As soon as OpenAI claim they have reached “AGI”, the lights go out on Microsoft’s future participation in Generative AI for the most part. If you work at Microsoft, it’s a problem. How could they have agreed to such a deal? Not only did they fund a competitor, but they got themselves into very murky legal waters. Under the companies’ current deal, Microsoft would lose access to any new technology from OpenAI when that company’s board determines it has developed AGI. Sam Altman is essentially the SBF of AI.
BigAI will likely disrupt Incumbents and some BigTech firms
Microsoft has invested over $13 billion in OpenAI since 2019, leveraging this partnership to power much of its AI cloud services and integrate OpenAI's technology into Microsoft products like Azure and Microsoft 365 Copilot. However just six years later, Microsoft is looking like a real loser in this deal. It’s not so much that they haven’t seen ROI as it destroys their future prospects in software, operating systems, and the ability to compete in LLMs. OpenAI’s contribution to Azure growth, ($75 billion in fiscal 2025, up 34% from the prior year) has been tremendous but it’s made Microsoft almost irrelevant in Enterprise AI giving it less leverage in negotiations in OpenAI’s restructuring.

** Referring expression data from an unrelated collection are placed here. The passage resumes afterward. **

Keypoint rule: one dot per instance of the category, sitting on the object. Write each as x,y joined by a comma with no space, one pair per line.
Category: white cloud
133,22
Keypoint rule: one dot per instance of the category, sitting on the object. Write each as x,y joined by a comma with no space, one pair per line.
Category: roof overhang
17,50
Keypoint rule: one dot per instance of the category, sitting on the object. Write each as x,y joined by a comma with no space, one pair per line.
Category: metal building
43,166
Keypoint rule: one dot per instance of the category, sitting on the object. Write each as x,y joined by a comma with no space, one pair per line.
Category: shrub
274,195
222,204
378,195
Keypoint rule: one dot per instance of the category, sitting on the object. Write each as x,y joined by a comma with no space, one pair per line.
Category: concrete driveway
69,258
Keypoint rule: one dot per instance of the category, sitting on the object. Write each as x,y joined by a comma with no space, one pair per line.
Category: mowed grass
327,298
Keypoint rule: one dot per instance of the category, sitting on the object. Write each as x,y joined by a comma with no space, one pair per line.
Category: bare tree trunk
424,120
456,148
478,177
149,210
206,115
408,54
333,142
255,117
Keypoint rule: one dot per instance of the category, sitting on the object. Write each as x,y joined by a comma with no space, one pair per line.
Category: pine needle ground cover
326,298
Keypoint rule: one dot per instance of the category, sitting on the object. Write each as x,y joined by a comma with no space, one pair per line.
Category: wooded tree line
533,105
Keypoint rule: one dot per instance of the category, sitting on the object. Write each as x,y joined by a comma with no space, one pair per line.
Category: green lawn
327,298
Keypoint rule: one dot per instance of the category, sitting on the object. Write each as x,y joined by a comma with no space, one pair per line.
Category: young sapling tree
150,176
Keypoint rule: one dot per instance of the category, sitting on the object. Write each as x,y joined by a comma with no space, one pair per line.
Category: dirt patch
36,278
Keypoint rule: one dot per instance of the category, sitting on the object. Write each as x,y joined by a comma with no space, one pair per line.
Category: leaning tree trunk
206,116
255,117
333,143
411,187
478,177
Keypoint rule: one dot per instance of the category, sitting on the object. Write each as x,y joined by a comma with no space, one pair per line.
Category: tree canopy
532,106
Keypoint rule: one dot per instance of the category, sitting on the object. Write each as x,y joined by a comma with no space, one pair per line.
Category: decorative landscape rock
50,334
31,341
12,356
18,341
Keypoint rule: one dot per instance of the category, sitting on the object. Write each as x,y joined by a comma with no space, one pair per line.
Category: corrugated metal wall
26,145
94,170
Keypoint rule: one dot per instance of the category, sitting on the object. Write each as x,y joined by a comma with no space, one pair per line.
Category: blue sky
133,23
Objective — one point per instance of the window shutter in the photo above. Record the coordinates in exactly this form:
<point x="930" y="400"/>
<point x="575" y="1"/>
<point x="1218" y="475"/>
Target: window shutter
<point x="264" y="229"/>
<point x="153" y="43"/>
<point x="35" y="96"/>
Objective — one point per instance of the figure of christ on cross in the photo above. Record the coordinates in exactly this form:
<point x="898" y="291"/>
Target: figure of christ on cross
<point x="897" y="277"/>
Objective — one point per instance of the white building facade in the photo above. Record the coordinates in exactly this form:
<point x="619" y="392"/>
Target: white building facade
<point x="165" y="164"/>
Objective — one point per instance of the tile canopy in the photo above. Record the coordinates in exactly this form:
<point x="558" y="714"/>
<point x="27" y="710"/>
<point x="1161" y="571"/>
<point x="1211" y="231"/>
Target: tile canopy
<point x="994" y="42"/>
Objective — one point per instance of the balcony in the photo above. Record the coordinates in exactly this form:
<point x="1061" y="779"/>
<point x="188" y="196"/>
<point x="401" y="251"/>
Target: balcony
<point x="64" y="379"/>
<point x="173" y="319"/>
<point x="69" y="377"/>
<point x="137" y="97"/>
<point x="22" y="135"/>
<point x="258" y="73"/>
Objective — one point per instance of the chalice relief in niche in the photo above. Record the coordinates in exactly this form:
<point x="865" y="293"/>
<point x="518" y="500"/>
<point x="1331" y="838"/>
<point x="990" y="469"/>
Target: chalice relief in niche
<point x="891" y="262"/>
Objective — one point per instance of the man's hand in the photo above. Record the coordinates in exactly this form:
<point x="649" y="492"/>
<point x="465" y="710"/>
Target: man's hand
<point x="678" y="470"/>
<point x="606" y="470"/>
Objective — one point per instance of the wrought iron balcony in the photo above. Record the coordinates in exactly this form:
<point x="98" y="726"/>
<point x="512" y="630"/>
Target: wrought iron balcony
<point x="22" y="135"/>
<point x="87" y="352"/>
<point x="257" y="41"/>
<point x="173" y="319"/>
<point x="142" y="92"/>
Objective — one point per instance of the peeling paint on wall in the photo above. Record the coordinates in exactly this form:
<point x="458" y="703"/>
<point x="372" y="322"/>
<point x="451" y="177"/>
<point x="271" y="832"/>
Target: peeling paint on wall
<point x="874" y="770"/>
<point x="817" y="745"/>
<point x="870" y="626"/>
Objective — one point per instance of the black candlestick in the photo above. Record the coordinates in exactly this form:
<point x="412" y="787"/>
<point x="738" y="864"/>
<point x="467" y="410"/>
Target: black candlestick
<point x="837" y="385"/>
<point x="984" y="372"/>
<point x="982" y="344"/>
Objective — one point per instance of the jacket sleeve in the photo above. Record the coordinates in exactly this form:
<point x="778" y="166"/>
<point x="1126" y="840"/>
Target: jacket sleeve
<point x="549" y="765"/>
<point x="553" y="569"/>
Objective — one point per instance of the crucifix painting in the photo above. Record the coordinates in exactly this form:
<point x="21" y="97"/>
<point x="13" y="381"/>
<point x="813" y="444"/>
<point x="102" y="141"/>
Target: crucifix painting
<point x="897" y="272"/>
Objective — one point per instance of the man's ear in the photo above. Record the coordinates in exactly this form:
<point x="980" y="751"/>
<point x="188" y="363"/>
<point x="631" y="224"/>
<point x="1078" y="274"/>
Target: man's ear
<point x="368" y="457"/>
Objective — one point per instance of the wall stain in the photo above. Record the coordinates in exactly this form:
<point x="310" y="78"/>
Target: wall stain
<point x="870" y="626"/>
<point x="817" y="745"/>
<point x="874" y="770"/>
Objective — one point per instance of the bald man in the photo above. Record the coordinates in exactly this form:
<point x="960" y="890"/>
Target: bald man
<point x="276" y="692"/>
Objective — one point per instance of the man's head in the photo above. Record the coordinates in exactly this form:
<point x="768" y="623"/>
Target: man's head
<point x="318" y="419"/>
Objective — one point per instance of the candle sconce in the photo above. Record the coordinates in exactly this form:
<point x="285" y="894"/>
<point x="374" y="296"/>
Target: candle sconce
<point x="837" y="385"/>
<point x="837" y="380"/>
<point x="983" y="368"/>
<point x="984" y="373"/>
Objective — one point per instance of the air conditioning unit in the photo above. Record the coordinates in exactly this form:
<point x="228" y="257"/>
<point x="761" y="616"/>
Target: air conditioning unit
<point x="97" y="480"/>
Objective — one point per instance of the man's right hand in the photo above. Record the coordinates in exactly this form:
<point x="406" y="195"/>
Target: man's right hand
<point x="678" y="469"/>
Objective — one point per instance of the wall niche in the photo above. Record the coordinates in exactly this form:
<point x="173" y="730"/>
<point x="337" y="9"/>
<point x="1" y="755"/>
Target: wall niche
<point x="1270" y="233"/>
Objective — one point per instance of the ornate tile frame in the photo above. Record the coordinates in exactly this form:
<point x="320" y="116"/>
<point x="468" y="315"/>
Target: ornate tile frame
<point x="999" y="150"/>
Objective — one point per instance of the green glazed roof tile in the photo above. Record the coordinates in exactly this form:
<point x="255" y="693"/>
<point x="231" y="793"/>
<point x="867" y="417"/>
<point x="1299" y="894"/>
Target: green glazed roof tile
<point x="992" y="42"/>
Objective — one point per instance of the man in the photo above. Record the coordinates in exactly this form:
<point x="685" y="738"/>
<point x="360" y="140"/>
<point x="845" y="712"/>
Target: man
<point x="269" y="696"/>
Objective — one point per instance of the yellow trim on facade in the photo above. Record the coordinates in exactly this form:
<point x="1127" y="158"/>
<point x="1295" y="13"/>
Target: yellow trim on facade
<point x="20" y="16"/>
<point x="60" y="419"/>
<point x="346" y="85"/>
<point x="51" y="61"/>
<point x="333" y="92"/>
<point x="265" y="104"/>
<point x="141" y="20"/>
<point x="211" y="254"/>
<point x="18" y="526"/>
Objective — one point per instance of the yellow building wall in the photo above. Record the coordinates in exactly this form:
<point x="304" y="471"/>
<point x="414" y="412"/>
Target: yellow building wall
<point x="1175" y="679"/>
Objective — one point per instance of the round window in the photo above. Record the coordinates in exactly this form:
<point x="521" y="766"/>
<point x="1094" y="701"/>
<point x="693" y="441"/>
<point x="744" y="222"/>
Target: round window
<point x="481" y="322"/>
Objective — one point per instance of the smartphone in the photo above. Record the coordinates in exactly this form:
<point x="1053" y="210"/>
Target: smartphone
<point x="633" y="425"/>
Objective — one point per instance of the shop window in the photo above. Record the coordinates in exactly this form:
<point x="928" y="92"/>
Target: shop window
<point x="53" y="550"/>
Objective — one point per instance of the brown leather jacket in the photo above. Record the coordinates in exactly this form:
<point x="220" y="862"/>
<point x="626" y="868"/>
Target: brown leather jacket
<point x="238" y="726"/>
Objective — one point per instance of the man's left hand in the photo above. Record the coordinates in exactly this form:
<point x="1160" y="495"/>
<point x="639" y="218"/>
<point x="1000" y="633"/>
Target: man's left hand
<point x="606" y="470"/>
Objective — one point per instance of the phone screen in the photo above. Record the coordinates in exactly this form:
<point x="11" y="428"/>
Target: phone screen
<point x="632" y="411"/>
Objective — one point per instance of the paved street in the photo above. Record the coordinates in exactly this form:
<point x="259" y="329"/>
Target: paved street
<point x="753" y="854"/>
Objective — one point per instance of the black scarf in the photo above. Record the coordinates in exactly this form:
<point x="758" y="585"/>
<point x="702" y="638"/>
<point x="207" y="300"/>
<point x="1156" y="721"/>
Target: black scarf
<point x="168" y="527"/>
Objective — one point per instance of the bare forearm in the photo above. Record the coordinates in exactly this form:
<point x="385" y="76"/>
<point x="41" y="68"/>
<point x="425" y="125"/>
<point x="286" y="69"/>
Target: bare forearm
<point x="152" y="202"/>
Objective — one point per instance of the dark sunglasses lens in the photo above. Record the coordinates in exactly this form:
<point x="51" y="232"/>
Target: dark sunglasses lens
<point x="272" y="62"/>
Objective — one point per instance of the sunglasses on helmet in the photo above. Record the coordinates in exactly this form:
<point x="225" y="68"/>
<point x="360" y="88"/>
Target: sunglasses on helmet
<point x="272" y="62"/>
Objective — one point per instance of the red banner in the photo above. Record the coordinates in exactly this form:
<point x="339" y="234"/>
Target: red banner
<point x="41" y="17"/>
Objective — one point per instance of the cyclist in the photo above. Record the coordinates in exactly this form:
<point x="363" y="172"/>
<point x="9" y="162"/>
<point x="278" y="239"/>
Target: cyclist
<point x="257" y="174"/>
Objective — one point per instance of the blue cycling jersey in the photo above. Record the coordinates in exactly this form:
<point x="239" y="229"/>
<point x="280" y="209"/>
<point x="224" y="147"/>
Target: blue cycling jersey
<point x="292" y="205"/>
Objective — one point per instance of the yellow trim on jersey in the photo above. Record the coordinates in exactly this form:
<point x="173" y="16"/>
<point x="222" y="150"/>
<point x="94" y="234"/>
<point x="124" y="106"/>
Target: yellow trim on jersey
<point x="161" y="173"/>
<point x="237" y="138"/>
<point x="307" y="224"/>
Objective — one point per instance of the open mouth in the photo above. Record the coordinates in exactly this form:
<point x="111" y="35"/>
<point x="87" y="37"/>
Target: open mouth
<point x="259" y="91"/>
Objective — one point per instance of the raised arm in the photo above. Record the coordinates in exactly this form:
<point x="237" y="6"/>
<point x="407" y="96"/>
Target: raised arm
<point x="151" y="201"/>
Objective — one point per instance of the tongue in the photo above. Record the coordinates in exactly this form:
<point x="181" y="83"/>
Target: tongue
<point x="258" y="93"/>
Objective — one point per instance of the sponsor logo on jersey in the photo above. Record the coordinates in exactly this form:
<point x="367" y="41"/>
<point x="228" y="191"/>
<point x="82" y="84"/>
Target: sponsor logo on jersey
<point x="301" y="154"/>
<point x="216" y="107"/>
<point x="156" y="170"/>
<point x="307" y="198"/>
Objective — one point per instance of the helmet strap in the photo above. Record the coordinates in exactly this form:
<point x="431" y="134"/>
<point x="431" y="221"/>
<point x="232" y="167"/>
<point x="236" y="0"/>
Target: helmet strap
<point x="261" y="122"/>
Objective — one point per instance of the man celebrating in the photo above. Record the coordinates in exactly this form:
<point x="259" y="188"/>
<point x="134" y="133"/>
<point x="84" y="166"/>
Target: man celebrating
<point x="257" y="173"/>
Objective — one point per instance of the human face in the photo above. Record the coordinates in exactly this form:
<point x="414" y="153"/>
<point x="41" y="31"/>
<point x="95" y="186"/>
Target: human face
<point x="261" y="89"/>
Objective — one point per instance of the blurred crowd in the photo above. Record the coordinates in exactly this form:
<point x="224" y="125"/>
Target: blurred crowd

Apple, Microsoft, Amazon and even Meta really do look out of their leagues in this new trend. Only Google and Alibaba have really managed to capitalize on LLMs and new AI products in a satisfactory way. Meta’s failures with Llama are rather serious for its going-future. With xAI and Anthropic ramping up, BigTech will be left behind. Microsoft has done this, while funding the movement that is most likely to disrupt them in the not so distant future.
Microsoft funded a competitor and likely made themselves obsolete simply out of their greed and an opportunistic CEO who claimed AI was going to be a big deal. While Microsoft’s business model on paper looks super diversified, none of those pieces are sure bets if BigAI continues to scale the way they are likely to do. They will build competing operating systems, software services, Cloud and datacenter businesses, and the works.
Microsoft literally has no idea what’s coming for it. The lawyers involved in the deal with OpenAI, really screwed them over.